For repeated calls with fixed env and num_timesteps, we recommend wrapping rollout with jit so XLA can cache the compiled program:

from jax import jit
from jax import random as jr
from pymdp.envs.rollout import rollout

rng_key = jr.PRNGKey(0)
rollout_jit = jit(rollout, static_argnums=[1, 2])  # env and num_timesteps are static

last, info = rollout_jit(
    agent,
    env,
    20,
    rng_key,
)

Reproducible key flow

rollout() internally splits keys per step and per batch. For deterministic re-runs:

  1. pass in the same rng_key seed,
  2. keep environment params/initial carry identical,
  3. avoid hidden non-JAX randomness inside your environment's .step() or .reset() methods.

Batched runs and carry

  • agent.batch_size controls parallel batch dimension.
  • initial_carry can override auto-initialized state (for warm-starting).

Relationship to manual loops

rollout() repeatedly applies the one-step helper infer_and_plan internally using jax.lax.scan.

Use manual loops when:

  • your environment's .step() and .reset() methods cannot be JITTed.
  • you need custom per-step side effects that don't respect the active inference logic of infer_and_plan.

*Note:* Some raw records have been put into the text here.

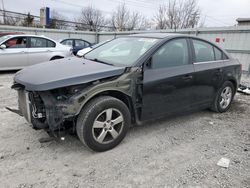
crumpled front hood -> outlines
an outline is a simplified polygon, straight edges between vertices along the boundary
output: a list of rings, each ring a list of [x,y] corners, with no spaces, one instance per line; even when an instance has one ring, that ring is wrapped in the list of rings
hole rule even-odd
[[[14,81],[28,91],[46,91],[121,75],[125,67],[71,57],[33,65],[16,73]]]

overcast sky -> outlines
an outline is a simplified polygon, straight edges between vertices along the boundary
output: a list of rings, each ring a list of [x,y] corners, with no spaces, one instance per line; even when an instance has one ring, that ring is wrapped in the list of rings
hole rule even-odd
[[[205,26],[230,26],[238,17],[250,17],[250,0],[197,0],[205,19]],[[93,5],[106,16],[124,0],[3,0],[6,10],[39,15],[39,9],[47,6],[69,20],[80,13],[82,7]],[[126,0],[131,11],[139,11],[148,18],[155,15],[157,7],[166,0]],[[0,1],[1,3],[1,1]],[[2,8],[2,4],[0,4]]]

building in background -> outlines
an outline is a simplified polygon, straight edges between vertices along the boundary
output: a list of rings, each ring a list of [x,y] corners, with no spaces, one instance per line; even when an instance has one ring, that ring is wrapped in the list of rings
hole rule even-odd
[[[49,26],[50,23],[50,9],[43,7],[40,9],[40,25],[43,27]]]
[[[238,18],[236,21],[238,22],[238,26],[250,26],[250,18]]]

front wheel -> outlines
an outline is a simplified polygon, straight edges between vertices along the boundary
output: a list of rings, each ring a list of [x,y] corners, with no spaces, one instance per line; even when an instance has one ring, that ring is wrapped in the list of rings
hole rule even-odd
[[[235,88],[232,82],[226,81],[216,94],[212,110],[216,112],[226,112],[234,98]]]
[[[131,122],[128,107],[120,100],[103,96],[90,101],[77,119],[79,139],[94,151],[117,146],[126,136]]]

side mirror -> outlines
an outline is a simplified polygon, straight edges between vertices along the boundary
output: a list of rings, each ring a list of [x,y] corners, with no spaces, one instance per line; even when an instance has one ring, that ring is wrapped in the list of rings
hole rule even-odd
[[[7,48],[7,47],[6,47],[5,44],[2,44],[2,45],[0,46],[0,49],[2,49],[2,50],[6,49],[6,48]]]
[[[148,61],[145,63],[145,66],[146,66],[147,68],[152,68],[152,57],[150,57],[150,58],[148,59]]]

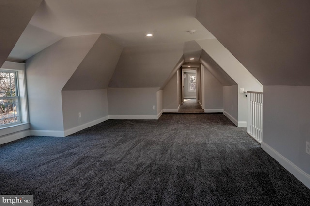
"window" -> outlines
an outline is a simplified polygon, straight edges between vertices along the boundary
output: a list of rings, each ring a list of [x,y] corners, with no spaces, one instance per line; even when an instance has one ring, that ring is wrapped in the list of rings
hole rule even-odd
[[[0,70],[0,127],[20,123],[17,73]]]
[[[189,75],[188,80],[188,91],[196,91],[196,75]]]

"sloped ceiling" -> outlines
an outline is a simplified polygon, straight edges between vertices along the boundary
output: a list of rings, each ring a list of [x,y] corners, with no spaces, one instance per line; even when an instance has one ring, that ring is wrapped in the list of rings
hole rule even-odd
[[[310,86],[310,1],[198,0],[196,18],[264,85]]]
[[[122,50],[123,47],[101,34],[62,90],[107,88]]]
[[[7,58],[42,1],[1,0],[0,1],[0,66],[3,65]]]
[[[183,44],[124,48],[109,87],[160,87],[183,55]]]
[[[223,86],[231,86],[237,83],[205,51],[202,51],[199,62],[204,66]]]

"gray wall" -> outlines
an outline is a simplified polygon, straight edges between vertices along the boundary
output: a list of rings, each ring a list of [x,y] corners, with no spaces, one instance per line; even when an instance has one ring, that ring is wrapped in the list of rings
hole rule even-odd
[[[186,75],[186,77],[184,79],[184,98],[190,97],[190,98],[196,98],[196,91],[195,92],[190,92],[188,91],[188,86],[189,86],[189,75],[195,75],[197,77],[197,74],[190,72],[184,72],[184,74]],[[198,86],[197,84],[197,79],[196,79],[196,87]],[[196,88],[196,90],[197,88]]]
[[[197,40],[205,52],[238,84],[238,90],[263,91],[263,85],[217,39]],[[243,94],[237,94],[238,114],[236,119],[246,126],[247,99]],[[239,125],[239,124],[238,124]]]
[[[63,130],[62,89],[99,36],[64,38],[27,60],[31,129]]]
[[[223,87],[223,109],[238,120],[238,85]]]
[[[178,72],[177,72],[163,90],[163,109],[178,109]]]
[[[159,114],[161,113],[163,110],[163,90],[160,90],[157,91],[157,113]]]
[[[310,175],[310,87],[264,86],[263,141]]]
[[[196,18],[264,86],[309,86],[310,10],[309,0],[198,0]]]
[[[108,89],[109,115],[157,115],[159,88]]]
[[[122,49],[122,46],[100,35],[63,90],[108,88]]]
[[[183,44],[125,47],[109,87],[160,87],[180,63]]]
[[[205,68],[204,72],[204,109],[223,109],[222,84]]]
[[[64,130],[108,114],[107,89],[62,92]],[[81,117],[78,117],[78,113]]]

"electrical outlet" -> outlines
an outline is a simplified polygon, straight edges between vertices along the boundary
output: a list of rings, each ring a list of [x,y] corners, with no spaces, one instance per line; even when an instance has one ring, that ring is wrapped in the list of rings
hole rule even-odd
[[[310,143],[306,142],[306,153],[310,155]]]

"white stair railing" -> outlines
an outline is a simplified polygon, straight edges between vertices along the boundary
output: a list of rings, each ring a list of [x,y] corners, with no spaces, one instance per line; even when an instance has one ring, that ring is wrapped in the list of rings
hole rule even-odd
[[[259,143],[263,138],[263,93],[247,91],[247,131]]]

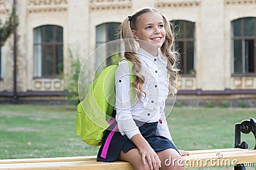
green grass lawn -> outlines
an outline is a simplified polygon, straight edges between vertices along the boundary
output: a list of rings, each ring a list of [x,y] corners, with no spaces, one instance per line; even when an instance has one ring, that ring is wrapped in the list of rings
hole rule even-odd
[[[250,117],[255,108],[175,107],[168,121],[178,148],[205,150],[234,148],[235,123]],[[95,155],[99,147],[76,135],[76,118],[75,106],[0,105],[0,158]],[[242,140],[255,144],[252,133]]]

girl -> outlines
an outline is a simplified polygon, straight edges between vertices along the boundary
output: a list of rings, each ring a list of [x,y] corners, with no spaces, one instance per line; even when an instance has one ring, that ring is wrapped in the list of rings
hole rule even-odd
[[[113,116],[119,131],[106,132],[97,160],[127,161],[134,169],[184,169],[181,156],[189,153],[175,148],[164,112],[167,95],[178,86],[169,22],[155,8],[143,8],[124,19],[120,34],[127,60],[119,63],[116,72]],[[133,63],[132,84],[127,60]],[[131,86],[136,93],[133,103]]]

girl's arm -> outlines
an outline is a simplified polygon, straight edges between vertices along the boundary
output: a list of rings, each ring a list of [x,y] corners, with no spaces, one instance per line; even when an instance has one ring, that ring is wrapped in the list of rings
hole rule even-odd
[[[158,169],[161,167],[161,160],[156,151],[151,148],[148,143],[141,134],[136,134],[131,139],[133,143],[137,146],[141,155],[142,162],[146,164],[146,159],[151,169]]]

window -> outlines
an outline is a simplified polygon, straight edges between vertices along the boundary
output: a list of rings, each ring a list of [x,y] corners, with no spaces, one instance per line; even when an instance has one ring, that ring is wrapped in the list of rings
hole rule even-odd
[[[256,72],[256,18],[233,20],[232,42],[234,73]]]
[[[54,77],[63,72],[63,28],[44,26],[34,29],[34,76]]]
[[[118,43],[111,43],[106,45],[105,44],[120,39],[120,36],[117,36],[118,30],[120,24],[116,22],[109,22],[100,24],[96,27],[96,46],[99,47],[104,45],[102,47],[97,50],[96,65],[101,65],[102,68],[106,65],[110,65],[116,63],[120,59],[120,45]],[[116,52],[116,54],[115,54]],[[103,62],[106,60],[106,62]]]
[[[179,68],[183,75],[195,74],[195,23],[186,20],[173,20],[176,35],[174,47],[180,54]]]

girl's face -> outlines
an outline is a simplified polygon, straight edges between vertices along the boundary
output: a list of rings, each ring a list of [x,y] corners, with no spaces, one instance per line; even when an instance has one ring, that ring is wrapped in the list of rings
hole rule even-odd
[[[160,48],[165,40],[166,32],[162,15],[157,12],[142,15],[132,30],[134,38],[145,41]]]

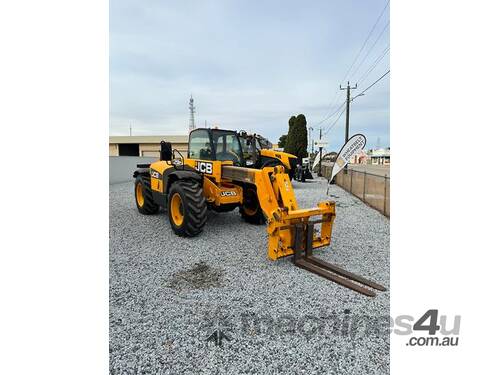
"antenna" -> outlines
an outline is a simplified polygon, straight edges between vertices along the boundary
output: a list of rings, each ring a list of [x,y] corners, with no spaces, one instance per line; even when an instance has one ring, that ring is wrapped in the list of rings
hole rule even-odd
[[[194,124],[195,109],[193,95],[191,95],[191,99],[189,99],[189,131],[196,129]]]

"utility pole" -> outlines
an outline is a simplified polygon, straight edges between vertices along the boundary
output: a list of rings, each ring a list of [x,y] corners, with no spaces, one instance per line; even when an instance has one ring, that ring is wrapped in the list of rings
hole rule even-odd
[[[312,132],[314,128],[312,126],[309,127],[309,137],[311,138],[311,154],[314,154],[314,140],[312,139]]]
[[[322,128],[319,128],[319,141],[321,144],[321,135],[322,135]],[[322,177],[323,175],[321,174],[321,158],[323,157],[323,147],[319,146],[319,170],[318,170],[318,177]]]
[[[346,111],[345,111],[345,143],[349,140],[349,107],[351,104],[351,90],[355,90],[358,88],[358,84],[356,83],[356,86],[351,87],[349,84],[349,81],[347,81],[347,87],[342,88],[342,85],[340,85],[341,90],[347,90],[347,101],[346,101]]]
[[[340,85],[341,90],[347,90],[347,100],[346,100],[346,111],[345,111],[345,143],[349,140],[349,108],[351,106],[351,90],[355,90],[358,88],[358,84],[356,83],[356,86],[351,87],[349,81],[347,81],[347,87],[342,88],[342,85]],[[347,161],[349,163],[349,161]],[[344,173],[347,174],[347,167],[344,168]]]

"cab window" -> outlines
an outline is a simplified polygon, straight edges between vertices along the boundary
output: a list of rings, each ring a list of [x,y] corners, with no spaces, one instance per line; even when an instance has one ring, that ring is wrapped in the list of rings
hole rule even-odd
[[[241,163],[241,146],[238,135],[233,132],[214,130],[212,138],[215,146],[215,160],[230,160]]]
[[[191,132],[189,137],[189,158],[212,160],[212,147],[210,137],[206,130],[196,130]]]

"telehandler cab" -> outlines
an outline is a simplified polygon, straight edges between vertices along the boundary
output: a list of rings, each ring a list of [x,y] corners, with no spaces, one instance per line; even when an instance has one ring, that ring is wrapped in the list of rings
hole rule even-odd
[[[247,168],[235,131],[195,129],[189,135],[186,159],[170,143],[162,142],[160,160],[137,167],[133,176],[139,212],[154,214],[165,208],[179,236],[198,235],[208,209],[227,212],[238,207],[248,222],[266,219],[270,259],[293,255],[298,267],[368,296],[375,293],[351,280],[385,290],[312,256],[313,249],[330,244],[335,203],[300,209],[284,167]]]
[[[247,166],[264,168],[282,165],[290,180],[295,176],[298,162],[295,155],[273,150],[272,143],[259,134],[248,134],[241,131],[238,135]]]

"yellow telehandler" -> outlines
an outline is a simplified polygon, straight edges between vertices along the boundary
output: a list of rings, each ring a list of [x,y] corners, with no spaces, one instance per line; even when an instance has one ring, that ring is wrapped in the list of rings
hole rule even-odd
[[[353,281],[385,290],[312,255],[313,249],[330,244],[335,203],[300,209],[283,166],[246,167],[236,131],[191,131],[187,158],[162,142],[160,160],[139,164],[133,176],[139,212],[154,214],[165,208],[179,236],[202,232],[208,209],[227,212],[239,207],[248,222],[266,219],[270,259],[293,255],[295,265],[368,296],[375,293]]]

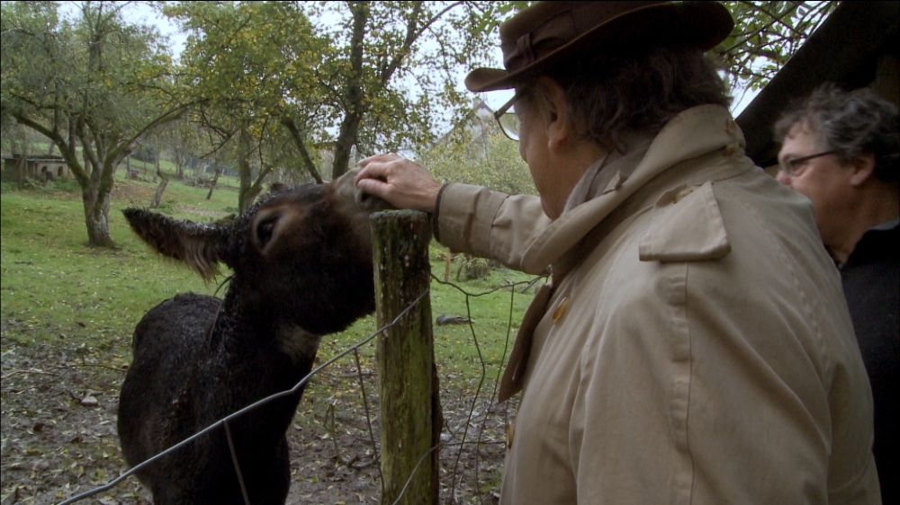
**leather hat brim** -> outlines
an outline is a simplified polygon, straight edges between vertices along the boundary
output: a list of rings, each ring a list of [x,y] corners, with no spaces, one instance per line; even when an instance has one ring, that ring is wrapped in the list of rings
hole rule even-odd
[[[718,2],[649,5],[599,24],[515,72],[476,68],[466,75],[465,87],[472,92],[509,89],[579,53],[600,55],[660,44],[688,44],[707,51],[724,40],[734,27],[728,10]]]

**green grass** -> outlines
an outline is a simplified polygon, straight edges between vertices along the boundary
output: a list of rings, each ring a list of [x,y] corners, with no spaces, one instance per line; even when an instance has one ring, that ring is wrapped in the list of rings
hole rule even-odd
[[[122,171],[123,173],[123,171]],[[12,343],[58,342],[65,347],[112,350],[120,363],[130,360],[130,334],[143,314],[176,293],[212,294],[186,267],[162,259],[128,229],[121,209],[146,207],[153,196],[152,182],[117,181],[110,210],[110,231],[117,249],[86,247],[86,231],[78,190],[13,190],[4,186],[0,197],[0,313],[4,349]],[[71,190],[71,188],[69,188]],[[179,218],[210,221],[235,211],[237,193],[220,187],[212,200],[208,190],[181,182],[169,182],[159,211]],[[444,250],[433,244],[432,270],[443,276]],[[458,264],[454,265],[455,272]],[[453,276],[451,276],[451,279]],[[432,282],[432,315],[471,317],[472,326],[434,325],[436,358],[442,377],[457,376],[465,384],[477,379],[482,359],[489,377],[495,377],[507,347],[511,347],[518,322],[531,292],[510,289],[471,297],[461,291],[482,293],[509,282],[530,279],[507,270],[494,270],[486,279],[445,285]],[[373,317],[323,340],[320,358],[328,359],[375,330]],[[477,346],[476,346],[477,341]],[[371,361],[374,346],[363,350]],[[479,354],[481,350],[481,355]],[[508,350],[506,349],[506,354]]]

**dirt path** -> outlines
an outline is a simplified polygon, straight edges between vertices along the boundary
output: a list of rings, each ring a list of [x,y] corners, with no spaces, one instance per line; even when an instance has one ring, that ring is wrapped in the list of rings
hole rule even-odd
[[[3,323],[0,355],[0,504],[58,503],[105,484],[126,470],[115,431],[125,369],[104,364],[115,362],[112,349],[124,342],[111,346],[108,360],[103,354],[100,359],[96,354],[83,359],[83,352],[64,343],[11,342],[5,334],[13,323]],[[375,377],[372,371],[364,376],[369,415],[374,418]],[[340,367],[326,369],[310,383],[288,430],[293,474],[288,503],[378,502],[379,466],[362,396],[356,393],[358,384],[355,368]],[[470,392],[475,385],[442,388],[442,503],[496,502],[505,412],[490,408],[487,401],[472,408]],[[377,420],[373,430],[377,440]],[[146,505],[148,498],[130,477],[81,503]]]

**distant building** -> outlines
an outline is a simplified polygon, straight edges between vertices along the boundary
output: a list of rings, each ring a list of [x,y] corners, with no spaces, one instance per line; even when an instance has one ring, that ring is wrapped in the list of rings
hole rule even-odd
[[[781,70],[736,118],[746,152],[772,175],[778,145],[773,126],[791,102],[833,82],[869,88],[900,103],[900,2],[841,2]]]
[[[4,155],[3,162],[4,182],[22,182],[25,179],[53,181],[62,177],[71,177],[68,165],[62,156],[49,155],[28,156],[22,164],[22,155]]]

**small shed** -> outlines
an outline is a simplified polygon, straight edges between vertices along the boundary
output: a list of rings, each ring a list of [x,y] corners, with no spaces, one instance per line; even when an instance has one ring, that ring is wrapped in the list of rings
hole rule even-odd
[[[22,155],[7,155],[3,156],[3,161],[2,173],[4,182],[22,182],[25,179],[53,181],[71,176],[68,165],[62,156],[50,155],[28,156],[22,164]]]
[[[735,120],[747,155],[774,175],[779,146],[773,126],[793,101],[827,82],[871,89],[900,102],[900,2],[841,2]]]

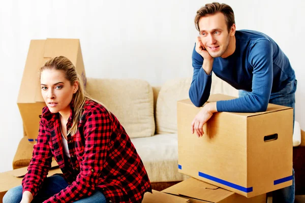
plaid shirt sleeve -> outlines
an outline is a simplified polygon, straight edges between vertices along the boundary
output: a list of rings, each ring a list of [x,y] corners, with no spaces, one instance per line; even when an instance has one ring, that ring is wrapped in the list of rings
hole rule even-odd
[[[83,128],[85,148],[80,173],[71,185],[44,202],[73,202],[90,196],[95,190],[105,162],[112,126],[106,110],[95,108],[86,117]]]
[[[44,126],[43,119],[40,120],[37,143],[34,145],[32,158],[27,173],[22,179],[22,193],[28,191],[33,197],[41,188],[51,167],[52,152],[49,145],[49,134]]]

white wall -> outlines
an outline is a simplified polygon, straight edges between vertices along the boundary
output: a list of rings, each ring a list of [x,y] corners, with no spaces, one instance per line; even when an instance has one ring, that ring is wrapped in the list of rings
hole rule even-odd
[[[0,3],[0,172],[12,169],[22,125],[17,98],[31,39],[80,39],[89,77],[142,78],[154,85],[192,75],[193,19],[206,1],[13,1]],[[305,2],[226,1],[237,29],[265,32],[298,81],[296,120],[305,129]],[[28,90],[32,91],[33,90]]]

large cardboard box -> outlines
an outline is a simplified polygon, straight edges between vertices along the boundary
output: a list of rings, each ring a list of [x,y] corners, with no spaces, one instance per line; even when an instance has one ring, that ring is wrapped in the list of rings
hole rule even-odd
[[[0,173],[0,203],[2,203],[3,196],[8,190],[21,184],[22,178],[27,172],[27,167],[23,167],[7,172]],[[48,176],[62,173],[58,164],[56,161],[53,160]]]
[[[47,39],[31,40],[18,97],[18,106],[28,141],[35,142],[38,134],[42,108],[39,68],[48,59],[58,56],[69,58],[86,84],[86,74],[79,40]]]
[[[234,98],[212,95],[208,102]],[[248,197],[292,185],[292,108],[216,113],[198,138],[191,124],[201,109],[189,99],[177,103],[180,173]]]
[[[152,193],[146,192],[142,203],[189,203],[190,200],[185,198],[171,195],[152,190]]]
[[[247,198],[191,178],[162,190],[190,199],[190,203],[265,203],[266,194]]]

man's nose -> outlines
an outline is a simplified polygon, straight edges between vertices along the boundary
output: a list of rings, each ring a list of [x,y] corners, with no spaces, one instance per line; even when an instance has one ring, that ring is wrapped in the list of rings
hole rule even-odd
[[[208,43],[209,44],[214,44],[216,43],[216,40],[212,35],[210,35],[208,37]]]

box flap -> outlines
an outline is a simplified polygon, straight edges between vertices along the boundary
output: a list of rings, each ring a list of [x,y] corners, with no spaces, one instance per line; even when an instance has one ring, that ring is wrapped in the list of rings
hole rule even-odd
[[[144,194],[144,198],[142,201],[142,203],[187,203],[190,202],[190,200],[179,197],[176,196],[171,195],[163,192],[152,190],[152,194],[150,192],[146,192]]]
[[[51,163],[51,168],[55,169],[58,164],[57,162],[54,160]],[[23,167],[22,168],[15,169],[13,171],[10,171],[7,172],[8,173],[12,175],[14,177],[17,178],[21,178],[24,176],[24,175],[27,173],[27,167]]]
[[[236,98],[234,96],[228,96],[222,94],[211,94],[208,98],[207,102],[215,102],[219,100],[226,100]],[[194,106],[190,99],[183,99],[178,101],[178,103],[183,103],[188,105]],[[195,107],[195,106],[194,106]],[[199,107],[200,108],[202,107]],[[255,112],[255,113],[236,113],[236,112],[222,112],[224,113],[229,113],[237,115],[238,116],[248,117],[259,115],[263,114],[267,114],[271,112],[274,112],[279,111],[286,110],[292,109],[291,107],[284,107],[283,106],[277,105],[273,104],[269,104],[267,108],[267,110],[265,112]]]
[[[191,178],[162,192],[211,202],[218,202],[234,193]]]
[[[74,39],[47,39],[45,45],[44,58],[64,56],[76,66],[79,40]]]

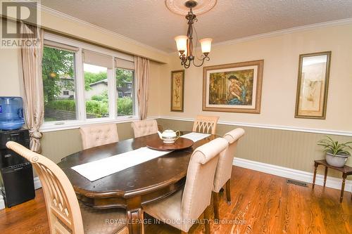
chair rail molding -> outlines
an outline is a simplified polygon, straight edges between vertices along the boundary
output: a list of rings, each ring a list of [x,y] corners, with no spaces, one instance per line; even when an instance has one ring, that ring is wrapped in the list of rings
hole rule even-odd
[[[235,157],[234,159],[233,165],[309,183],[313,183],[313,174],[312,172],[307,172],[288,167],[248,160],[240,157]],[[328,188],[340,190],[341,183],[342,178],[331,176],[327,177],[326,186]],[[322,186],[323,184],[324,176],[317,174],[315,185]],[[346,180],[345,191],[352,192],[352,181]]]
[[[186,117],[177,117],[171,116],[151,116],[148,119],[164,119],[170,120],[179,120],[179,121],[187,121],[187,122],[194,122],[194,118],[186,118]],[[328,134],[328,135],[338,135],[338,136],[352,136],[352,131],[340,131],[340,130],[329,130],[329,129],[308,129],[298,126],[289,126],[283,125],[271,125],[271,124],[251,124],[246,122],[232,122],[232,121],[221,121],[218,122],[218,124],[224,125],[233,125],[238,126],[249,126],[253,128],[259,129],[277,129],[277,130],[287,130],[287,131],[301,131],[307,133],[313,134]]]

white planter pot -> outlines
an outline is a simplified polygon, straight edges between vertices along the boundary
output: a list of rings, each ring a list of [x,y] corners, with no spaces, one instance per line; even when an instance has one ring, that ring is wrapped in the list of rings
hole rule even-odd
[[[327,152],[325,159],[328,164],[337,167],[342,167],[345,165],[348,157],[349,155],[334,155],[330,152]]]

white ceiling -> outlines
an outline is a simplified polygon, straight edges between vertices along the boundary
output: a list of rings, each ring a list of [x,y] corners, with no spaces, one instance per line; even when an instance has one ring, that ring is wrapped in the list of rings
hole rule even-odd
[[[164,0],[42,0],[42,4],[170,53],[185,34],[186,19]],[[218,0],[195,23],[213,43],[352,18],[352,0]]]

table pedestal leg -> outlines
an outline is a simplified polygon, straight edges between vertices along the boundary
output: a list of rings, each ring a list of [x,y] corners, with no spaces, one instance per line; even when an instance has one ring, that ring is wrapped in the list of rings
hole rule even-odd
[[[143,234],[143,210],[141,197],[127,199],[127,222],[130,234]]]
[[[340,203],[342,202],[342,199],[344,199],[344,192],[345,190],[346,177],[347,177],[347,175],[344,173],[342,174],[342,186],[341,187]]]
[[[312,188],[314,188],[314,186],[315,185],[315,176],[317,176],[317,169],[318,169],[318,163],[314,162],[314,176],[313,176]]]
[[[325,167],[325,173],[324,174],[324,187],[327,183],[327,167]]]

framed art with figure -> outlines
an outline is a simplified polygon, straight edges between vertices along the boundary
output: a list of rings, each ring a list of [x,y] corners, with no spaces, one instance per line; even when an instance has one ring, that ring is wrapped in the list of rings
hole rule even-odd
[[[184,70],[171,72],[171,111],[183,112]]]
[[[331,51],[299,56],[296,118],[325,119]]]
[[[203,110],[260,113],[264,60],[204,67]]]

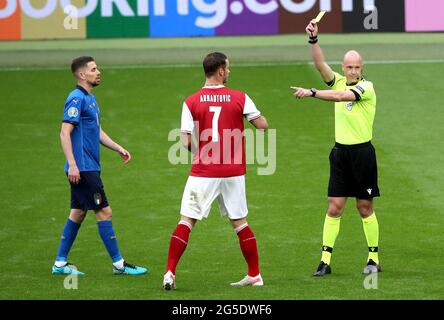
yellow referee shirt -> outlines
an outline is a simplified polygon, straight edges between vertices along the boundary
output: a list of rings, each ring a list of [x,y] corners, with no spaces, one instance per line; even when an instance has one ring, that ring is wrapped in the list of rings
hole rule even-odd
[[[350,145],[370,141],[376,112],[373,83],[361,79],[354,85],[347,85],[346,78],[335,72],[335,78],[327,84],[334,90],[352,90],[358,98],[356,101],[335,102],[336,142]]]

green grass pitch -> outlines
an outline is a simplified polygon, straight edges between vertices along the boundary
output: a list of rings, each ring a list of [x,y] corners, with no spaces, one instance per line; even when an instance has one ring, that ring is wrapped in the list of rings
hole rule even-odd
[[[160,49],[135,45],[128,49],[129,58],[121,55],[118,42],[104,42],[115,44],[116,56],[100,42],[98,49],[93,42],[73,42],[69,50],[46,43],[47,51],[33,48],[33,43],[28,48],[26,42],[0,43],[0,298],[443,299],[444,109],[439,79],[444,62],[434,51],[438,49],[426,52],[424,47],[431,48],[433,42],[442,49],[444,41],[442,35],[430,35],[430,42],[426,35],[418,35],[416,42],[413,36],[391,36],[404,41],[390,41],[389,36],[380,41],[375,36],[325,37],[330,61],[341,60],[350,41],[362,49],[364,59],[372,60],[365,74],[378,98],[373,143],[382,194],[375,200],[383,266],[376,290],[365,289],[360,274],[367,247],[354,199],[349,199],[341,222],[332,275],[311,276],[320,259],[334,115],[333,103],[300,101],[291,95],[290,85],[322,88],[313,66],[291,62],[288,50],[301,53],[294,54],[293,61],[309,60],[305,37],[253,38],[251,43],[245,40],[244,47],[227,38],[221,40],[226,48],[211,40],[208,46],[189,45],[180,61],[170,54],[154,61],[156,66],[142,67],[125,65],[146,63],[141,57],[159,54],[156,50],[178,55],[181,43],[176,48],[174,42],[172,48],[159,45]],[[360,38],[365,39],[362,44]],[[257,49],[255,53],[251,48]],[[180,125],[183,99],[202,85],[198,63],[212,49],[225,49],[233,56],[229,86],[246,91],[277,130],[275,174],[258,176],[258,165],[247,168],[249,223],[257,237],[265,286],[229,286],[244,276],[246,265],[237,237],[215,205],[209,219],[191,233],[177,269],[178,289],[164,292],[169,238],[189,172],[189,165],[168,162],[172,142],[167,137]],[[89,213],[69,257],[87,275],[79,278],[77,290],[66,290],[64,278],[50,272],[69,208],[59,130],[63,102],[74,86],[69,61],[88,50],[96,50],[106,62],[103,83],[95,91],[102,127],[133,155],[124,167],[116,154],[102,149],[102,178],[119,247],[125,259],[148,266],[150,272],[113,276]],[[46,64],[42,52],[54,60]],[[25,59],[34,55],[34,63]],[[384,61],[390,59],[397,61]],[[168,65],[179,62],[184,65]],[[340,70],[337,64],[333,67]]]

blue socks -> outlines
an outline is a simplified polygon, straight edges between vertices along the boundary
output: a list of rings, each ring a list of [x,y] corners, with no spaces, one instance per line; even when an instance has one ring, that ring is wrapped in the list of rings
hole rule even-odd
[[[117,239],[112,221],[99,221],[97,222],[97,226],[99,227],[99,234],[103,244],[105,245],[106,250],[108,250],[113,262],[122,260],[123,258],[120,255],[119,247],[117,246]]]
[[[75,223],[70,219],[66,221],[65,227],[62,231],[62,239],[60,240],[59,252],[57,253],[56,262],[66,262],[68,260],[68,253],[71,250],[72,244],[77,237],[79,228],[80,224]]]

For JAX-based environments, we recommend using rollout(), as it's usually simpler and less error-prone.

Debugging checklist

  1. Shape mismatch: check observation/action histories and factor dimensions.
  2. Stochastic sampling errors: ensure valid RNG keys are threaded.
  3. Sequence methods (mmp, vmp): ensure past_actions and valid windows are correct.
  4. Learning updates: verify learn_A/learn_B flags and action alignment.